Deep learning methods face dual challenges of limited clinical samples and low inter-class differentiation among Diffuse Cystic Lung Diseases (DCLDs) in advancing Birt-Hogg-Dube syndrome (BHD) diagnosis via Computed Tomography (CT) imaging. While Multimodal Large Language Models (MLLMs) demonstrate diagnostic potential fo such rare diseases, the absence of domain-specific knowledge and referable radiological features intensify hallucination risks. To address this problem, we propose BHD-RAG, a multimodal retrieval-augmented generation framework that integrates DCLD-specific expertise and clinical precedents with MLLMs to improve BHD diagnostic accuracy. BHDRAG employs: (1) a specialized agent generating imaging manifestation descriptions of CT images to construct a multimodal corpus of DCLDs cases. (2) a cosine similarity-based retriever pinpointing relevant imagedescription pairs for query images, and (3) an MLLM synthesizing retrieved evidence with imaging data for diagnosis.
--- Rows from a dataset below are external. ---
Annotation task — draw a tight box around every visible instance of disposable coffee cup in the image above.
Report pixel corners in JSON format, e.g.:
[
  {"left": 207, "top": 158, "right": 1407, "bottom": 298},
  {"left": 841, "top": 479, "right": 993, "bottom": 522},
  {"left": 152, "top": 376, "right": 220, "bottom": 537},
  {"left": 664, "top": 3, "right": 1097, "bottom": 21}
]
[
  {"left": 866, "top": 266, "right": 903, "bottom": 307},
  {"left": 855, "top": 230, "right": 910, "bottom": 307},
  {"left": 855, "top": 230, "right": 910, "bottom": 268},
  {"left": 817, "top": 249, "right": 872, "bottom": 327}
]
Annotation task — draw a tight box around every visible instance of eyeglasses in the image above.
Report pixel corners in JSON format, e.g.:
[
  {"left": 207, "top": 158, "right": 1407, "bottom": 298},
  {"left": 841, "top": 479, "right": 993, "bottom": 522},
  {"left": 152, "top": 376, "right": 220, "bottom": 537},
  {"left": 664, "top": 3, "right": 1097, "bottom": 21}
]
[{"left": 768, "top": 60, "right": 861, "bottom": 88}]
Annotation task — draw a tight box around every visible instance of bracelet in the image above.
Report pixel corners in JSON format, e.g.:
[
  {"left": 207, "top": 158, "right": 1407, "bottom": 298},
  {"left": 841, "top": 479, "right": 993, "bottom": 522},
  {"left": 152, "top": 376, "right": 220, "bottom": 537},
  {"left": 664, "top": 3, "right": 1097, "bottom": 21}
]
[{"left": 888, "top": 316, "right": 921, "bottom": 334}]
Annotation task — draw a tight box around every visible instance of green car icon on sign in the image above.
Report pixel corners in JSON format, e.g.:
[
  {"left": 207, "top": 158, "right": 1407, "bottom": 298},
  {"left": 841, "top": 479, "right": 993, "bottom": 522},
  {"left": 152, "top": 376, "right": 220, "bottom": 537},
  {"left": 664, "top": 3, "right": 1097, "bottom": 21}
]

BHD-RAG is validated on the dataset involving four types of DCLDs, achieving superior accuracy and generating evidence-based descriptions closely aligned with expert insights.

Paper Structure

This paper contains 10 sections, 5 equations, 5 figures, 2 tables.

Figures (5)

  • Figure 1: Representative CT imaging examples of four challenging-to-differentiate DCLDs: (a) BHD, characterized by cysts of variable size, elliptical or flattened, predominantly located in the lower lungs and subpleural regions; (b) LAM, featuring round and of similar size cysts; (c) PLCH, predominantly located in the lower lungs and subpleural regions; (d) LIP, the cysts vary in size, predominantly in the bilateral lung bases, and follow a perivascular pattern.
  • Figure 2: An overview of the proposed BHD-RAG framework.
  • Figure 3: The proposed cosine spatial similarity measure retriever.
  • Figure 4: The proposed cosine spatial similarity measure retriever. (a) Influence of $k$ value on BHD-RAG. (b) Quantitative comparison between BHD-RAG and other methods.
  • Figure 5: Qualitative comparison of BHD-RAG and GPT-4-turbo diagnoses. Errors or imprecisions in results are highlighted in red by experts.